Table 3.
Serious Treatment-Emergent Adverse Events
| MedDRA System Organ Class Preferred Term |
Number (%) of Subjects |
|---|---|
| Cardiac disorders | 1 (3) |
| Cardiac failure1 | 1 (3) |
| General disorders and administration site conditions | 1 (3) |
| Malaise | 1 (3) |
| Infections and infestations | 2 (6) |
| Cellulitis2 | 1 (3) |
| Wound infection3 | 1 (3) |
| Musculoskeletal and connective tissue disorders | 1 (3) |
| Foot deformity | 1 (3) |
| Renal and urinary disorders | 1 (3) |
| Renal amyloidosis | 1 (3) |
| Respiratory, thoracic, and mediastinal disorders | 1 (3) |
| Pulmonary embolism1 | 1 (3) |
| Skin and subcutaneous tissue disorders | 2 (6) |
| Skin ulcer4,5 | 2 (6) |
| Any event | 7 (23) |
Abbreviation: MedDRA, Medical Dictionary for Regulatory Activities.

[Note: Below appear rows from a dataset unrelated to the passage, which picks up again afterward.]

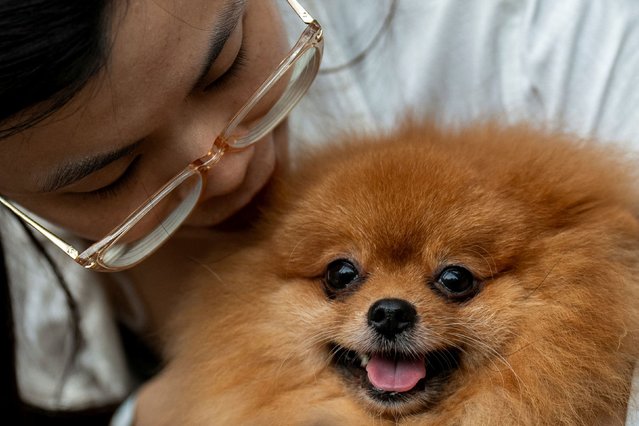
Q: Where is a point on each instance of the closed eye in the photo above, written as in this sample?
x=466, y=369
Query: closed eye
x=231, y=72
x=116, y=187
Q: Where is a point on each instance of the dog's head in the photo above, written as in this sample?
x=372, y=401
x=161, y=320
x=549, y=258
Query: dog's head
x=428, y=265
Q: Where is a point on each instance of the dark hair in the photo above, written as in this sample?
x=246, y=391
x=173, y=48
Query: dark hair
x=49, y=49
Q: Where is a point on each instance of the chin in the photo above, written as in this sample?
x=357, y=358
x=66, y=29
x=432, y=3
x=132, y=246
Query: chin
x=485, y=275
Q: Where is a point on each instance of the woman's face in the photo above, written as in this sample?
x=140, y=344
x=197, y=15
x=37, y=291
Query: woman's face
x=156, y=106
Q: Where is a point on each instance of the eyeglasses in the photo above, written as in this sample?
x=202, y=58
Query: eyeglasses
x=148, y=227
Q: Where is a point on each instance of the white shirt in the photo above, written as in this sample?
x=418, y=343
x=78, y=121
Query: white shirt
x=572, y=64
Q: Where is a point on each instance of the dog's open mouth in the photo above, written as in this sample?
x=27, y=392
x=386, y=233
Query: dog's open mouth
x=398, y=378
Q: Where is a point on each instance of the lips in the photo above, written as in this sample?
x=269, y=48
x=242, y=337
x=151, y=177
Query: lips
x=398, y=378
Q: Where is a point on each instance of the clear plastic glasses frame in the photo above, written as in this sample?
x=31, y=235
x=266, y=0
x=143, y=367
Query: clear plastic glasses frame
x=178, y=197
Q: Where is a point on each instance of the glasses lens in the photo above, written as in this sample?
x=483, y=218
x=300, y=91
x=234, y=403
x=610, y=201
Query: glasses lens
x=159, y=223
x=270, y=107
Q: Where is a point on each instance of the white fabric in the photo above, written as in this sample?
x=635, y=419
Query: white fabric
x=570, y=63
x=44, y=338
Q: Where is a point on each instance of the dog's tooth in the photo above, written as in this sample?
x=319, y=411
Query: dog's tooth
x=364, y=360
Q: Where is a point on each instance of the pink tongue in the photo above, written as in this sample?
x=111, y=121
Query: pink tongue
x=395, y=376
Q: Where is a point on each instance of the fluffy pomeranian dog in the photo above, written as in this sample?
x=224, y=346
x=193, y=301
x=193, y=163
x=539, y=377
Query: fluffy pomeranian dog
x=484, y=276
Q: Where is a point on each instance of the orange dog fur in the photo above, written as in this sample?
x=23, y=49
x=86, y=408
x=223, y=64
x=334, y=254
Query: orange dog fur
x=536, y=325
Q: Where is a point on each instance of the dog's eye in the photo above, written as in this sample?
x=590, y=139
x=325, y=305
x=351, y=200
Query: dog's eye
x=340, y=274
x=456, y=281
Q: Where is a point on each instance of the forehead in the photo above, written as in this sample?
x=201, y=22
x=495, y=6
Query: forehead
x=154, y=51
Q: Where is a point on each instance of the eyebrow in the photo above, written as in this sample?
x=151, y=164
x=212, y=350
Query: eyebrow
x=71, y=172
x=224, y=26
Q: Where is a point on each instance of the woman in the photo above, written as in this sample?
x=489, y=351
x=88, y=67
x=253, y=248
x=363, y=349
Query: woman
x=104, y=102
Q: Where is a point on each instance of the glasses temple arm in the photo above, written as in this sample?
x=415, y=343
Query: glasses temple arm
x=63, y=245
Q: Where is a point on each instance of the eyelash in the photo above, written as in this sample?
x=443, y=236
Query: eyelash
x=236, y=67
x=115, y=188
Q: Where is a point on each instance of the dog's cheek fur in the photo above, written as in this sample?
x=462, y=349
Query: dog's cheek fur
x=550, y=338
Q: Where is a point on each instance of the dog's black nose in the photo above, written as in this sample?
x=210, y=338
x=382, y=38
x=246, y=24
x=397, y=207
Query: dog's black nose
x=390, y=317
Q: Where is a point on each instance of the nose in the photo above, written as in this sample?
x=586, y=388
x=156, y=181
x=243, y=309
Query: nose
x=390, y=317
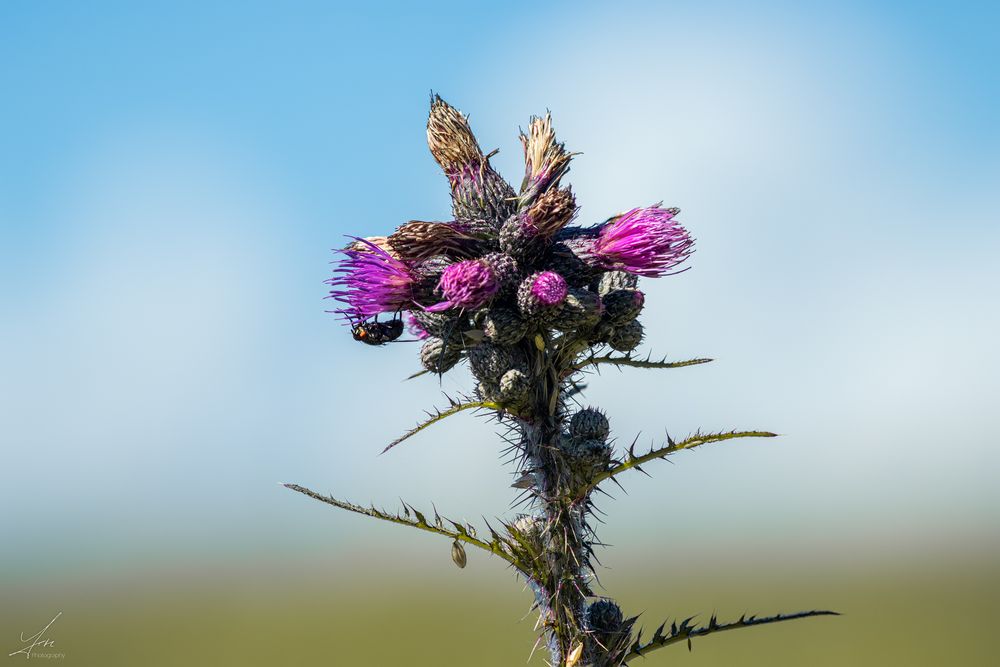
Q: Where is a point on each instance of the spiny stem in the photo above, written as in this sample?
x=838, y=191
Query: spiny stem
x=686, y=632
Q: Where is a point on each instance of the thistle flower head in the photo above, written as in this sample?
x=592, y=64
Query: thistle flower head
x=643, y=241
x=415, y=328
x=450, y=138
x=545, y=159
x=370, y=281
x=417, y=240
x=549, y=288
x=467, y=285
x=552, y=211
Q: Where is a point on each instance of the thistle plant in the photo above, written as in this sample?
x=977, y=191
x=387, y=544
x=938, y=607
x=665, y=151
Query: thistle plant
x=532, y=303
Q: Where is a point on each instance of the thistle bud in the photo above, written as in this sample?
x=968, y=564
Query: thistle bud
x=503, y=326
x=530, y=526
x=505, y=268
x=514, y=386
x=615, y=280
x=450, y=138
x=586, y=457
x=589, y=424
x=458, y=554
x=466, y=285
x=488, y=391
x=551, y=212
x=489, y=362
x=435, y=324
x=541, y=295
x=622, y=306
x=418, y=240
x=601, y=333
x=415, y=328
x=567, y=259
x=626, y=337
x=582, y=308
x=604, y=617
x=520, y=239
x=545, y=159
x=438, y=357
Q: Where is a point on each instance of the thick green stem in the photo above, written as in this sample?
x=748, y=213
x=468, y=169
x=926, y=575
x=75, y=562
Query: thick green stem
x=566, y=544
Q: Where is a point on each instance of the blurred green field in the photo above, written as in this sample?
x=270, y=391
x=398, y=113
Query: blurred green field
x=936, y=613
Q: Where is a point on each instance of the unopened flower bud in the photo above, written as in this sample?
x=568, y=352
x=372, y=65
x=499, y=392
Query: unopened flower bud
x=604, y=617
x=505, y=268
x=589, y=424
x=438, y=357
x=489, y=362
x=458, y=554
x=514, y=386
x=582, y=308
x=503, y=326
x=520, y=239
x=615, y=280
x=626, y=337
x=621, y=306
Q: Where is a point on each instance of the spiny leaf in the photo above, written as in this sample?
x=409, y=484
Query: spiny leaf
x=627, y=360
x=467, y=535
x=686, y=632
x=438, y=415
x=696, y=440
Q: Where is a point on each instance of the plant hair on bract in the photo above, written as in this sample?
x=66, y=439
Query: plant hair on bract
x=532, y=303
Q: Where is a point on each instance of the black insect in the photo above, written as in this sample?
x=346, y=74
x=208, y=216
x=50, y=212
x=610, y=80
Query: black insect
x=378, y=333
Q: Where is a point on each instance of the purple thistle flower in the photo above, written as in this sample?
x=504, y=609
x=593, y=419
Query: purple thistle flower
x=467, y=284
x=415, y=328
x=371, y=281
x=644, y=241
x=549, y=288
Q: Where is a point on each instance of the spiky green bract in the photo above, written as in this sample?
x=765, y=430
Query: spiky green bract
x=685, y=632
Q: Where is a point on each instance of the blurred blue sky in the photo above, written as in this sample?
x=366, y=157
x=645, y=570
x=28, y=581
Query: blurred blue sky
x=173, y=176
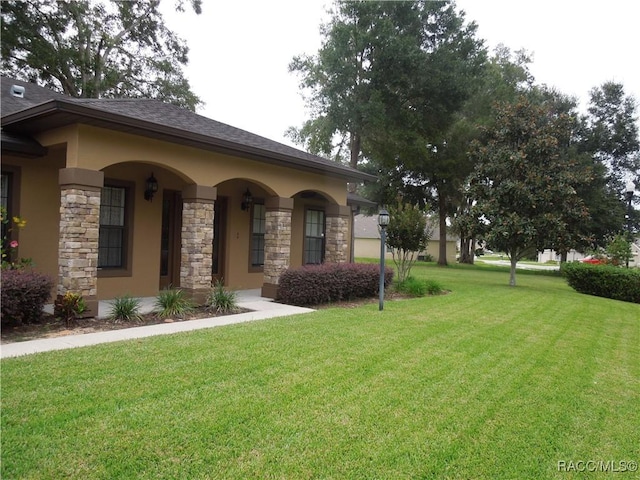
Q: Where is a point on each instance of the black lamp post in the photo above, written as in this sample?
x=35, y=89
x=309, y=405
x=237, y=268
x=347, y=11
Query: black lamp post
x=629, y=193
x=383, y=221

Serious treatment-emergent adverse events are reported for the safety analysis set (n = 31). None of these events was related to the study treatment.
Event had a fatal outcome.
Moderate cellulitis originating from a superinfected nontarget (not cell-treated) ulcer, starting 9 months after the first and only cell application.
Severe postoperative wound infection after toe amputation due to foot deformation caused by rheumatoid arthritis, starting 11 months after the first and only cell application.
Worsening of the CVU, starting 3 months after the second cell application, required hospitalization owing to poor social situation of the subject.
Worsening of a skin ulcer at the contralateral foot, starting 4 weeks after the first cell application.